“También esto pasará”: por pasar, pasó la vida
Blanca ronda los cuarenta años cuando vuelve a Cadaqués, el pueblo de los veranos de su infancia, para enterrar a su madre. Los últimos meses han sido toda una agonía real y figurada para ambas. Se siente muy triste, pero también exhausta. En el cementerio, la acompañan sus dos mejores amigas, los padres de sus dos hijos, la perra de su madre, Patum, y un misterioso desconocido que la observa. Abundan los amigos, pero también las ausencias -“qué rápido se va la familia que elegimos”-. Lo que sigue a esta escena inicial es un magnífico autorretrato psicológico. Las idas y venidas de la protagonista durante este punto de inflexión van llegando desde dentro y en primera persona. En un continuo diálogo con el recuerdo de su madre y consigo misma, acompañamos a Blanca por el cansancio, el dolor, el hastío y la depresión. .Pero también por el sexo, el morbo de la seducción, por la juventud infinita y las drogas. Son pocos los momentos de satisfacción, pero la empatía que genera el personaje los hace sentir como propios.

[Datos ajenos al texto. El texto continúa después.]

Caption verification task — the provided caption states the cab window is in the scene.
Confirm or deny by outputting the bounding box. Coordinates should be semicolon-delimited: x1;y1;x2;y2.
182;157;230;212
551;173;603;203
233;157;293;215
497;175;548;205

Quizás la cuestión esté en esta empatía. Blanca sale con un hombre casado, no trabaja y vive de rentas con sus dos hijos de distinto padre en una buhardilla en el centro de Barcelona. Con todo, no le faltan amigos para completar el aforo de su chalet en l’Empordá y volver, por momentos, a los mejores veranos de su vida. De su madre aprendió a saber llenar la casa con según qué gente y a disfrutar de grandes velada en las mejores compañías. Sabemos que tiene o tuvo un hermano, pero nunca aparece en el libro. Blanca es inmadura y cada vez se encuentra más cómoda instalada en sus contradicciones. Lo más sencillo es definirla como una auténtica colgada, pero una colgada que, pese a todo, cae bien. Y es por eso por lo que no es incómodo acompañarla por sentimientos y situaciones tan oscuros y tan íntimos.
Las doscientas páginas del libro, editado para España el año pasado por Anagrama, son un canto a la vida y a la muerte, y a lo contrario de la vida, (“que no es la muerte, sino el sexo”). Engancha por la transparencia, por lo visceral de la emociones, pero para disfrutarlo completamente, hay que mirar hacia afuera. Es entonces cuando reconocemos a Blanca como el alter ego de su creadora, Milena Busquets Tusquets. En la solapa del libro les dirán que es licenciada en Antropología por una universidad londinense, pero no es este el punto. Milena es la hija de Esther Tusquets, fundadora de la editorial con la que comparte apellido. Tusquets fue responsable de la publicación de un grupo de autores que van desde Ana María y Terenci Moix hasta Ana María Matute, de quien hablamos ya aquí. Pueden encontrar bastante más sobre aquellos años en sus dos volúmenes de memorias, “Habíamos ganado la guerra” y “Confesiones de una vieja dama indigna”. El segundo encaja perfectamente con los recuerdos que pone Milena en boca de Blanca a lo largo de su novela. Ficción o realidad, para la autora este libro no es otra cosa que una carta de amor a su madre.
El amor ni se crea ni se destruye. Los años van pasando, los amores van muriendo, las amistades se van. La vida alcanza un punto en el que nos damos cuenta de que parte de lo que nos prometieron que vendría no se ha cumplido. Cuando Blanca era pequeña (quién sabe si la propia Milena Busquets estuvo allí), su madre le contó un cuento chino para consolarla tras la muerte de su padre. En el cuento, unos sabios se reúnen al servicio de un rey, que les pide que encuentren una frase adaptable a todas las situaciones posibles. Cuando la encuentran, determinan que “también esto pasará”. Como la euforia, como la deprresión, como el capricho por un hombre casado, como el hambre tras el último porro. Y como las páginas de este libro, breve en su justa medida, pero, sin duda, recomendable. Léase preferentemente del tirón, en una tarde.